Exsolved Alloy Nanoparticles Decorated Ruddlesden–Popper Perovskite as Sulfur-Tolerant Anodes for Solid Oxide Fuel Cells

Solid oxide fuel cells (SOFCs) based on Ni-based cermet anodes suffer from severe sulfur poisoning when operated on H2S-containing fuels (<10 ppm of H2S). Thus, the development of alternative anodes is of great importance. Perovskite oxides with Ruddlesden–Popper (RP) structure show great potential as sulfur-tolerant anodes in SOFCs; however, the electrocatalytic activity has not been satisfied until now. Herein, we propose a design strategy for the fabrication of alloy nanoparticles decorated RP perovskite through in situ exsolution using La0.6Sr0.4Ni0.2Mn0.2Fe0.6O3−δ and La0.6Sr0.4Co0.2Mn0.2Fe0.6O3−δ as the precursors. The formation of FeNi/FeCo alloy nanoparticles and their atomic ratios (Fe3Co2, Fe3Ni2) is confirmed. The Fe3Co2/La1.2Sr0.8Mn0.4Fe0.6O4−δ (RP-LSMF) anode displayed superior electro-activity for H2 oxidation and excellent sulfur resistance to those of Fe3Ni2/RP-LSMF due to the higher amount of exsolved nanoparticles and the stronger interaction between exsolved nanoparticles and perovskite host.
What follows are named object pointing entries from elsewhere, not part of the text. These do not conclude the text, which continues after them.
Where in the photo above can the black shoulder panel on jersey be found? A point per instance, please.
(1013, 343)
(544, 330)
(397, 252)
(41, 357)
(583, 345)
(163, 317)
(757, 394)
An electrolyte-supported SOFC with Fe3Co2/RP-LSMF anode delivers high peak power densities of 632 and 566 mW cm–2 when operated on H2 and 200 ppm of H2S–H2 at 800 °C, respectively. Furthermore, the cell with Fe3Co2/RP-LSMF anode delivers a superior operational stability to that of Fe3Ni2/RP-LSMF in 200 ppm of H2S–H2 fuel. This work can present some useful guidance for the rational design of sulfur-resistant RP perovskite-based anodes for SOFCs.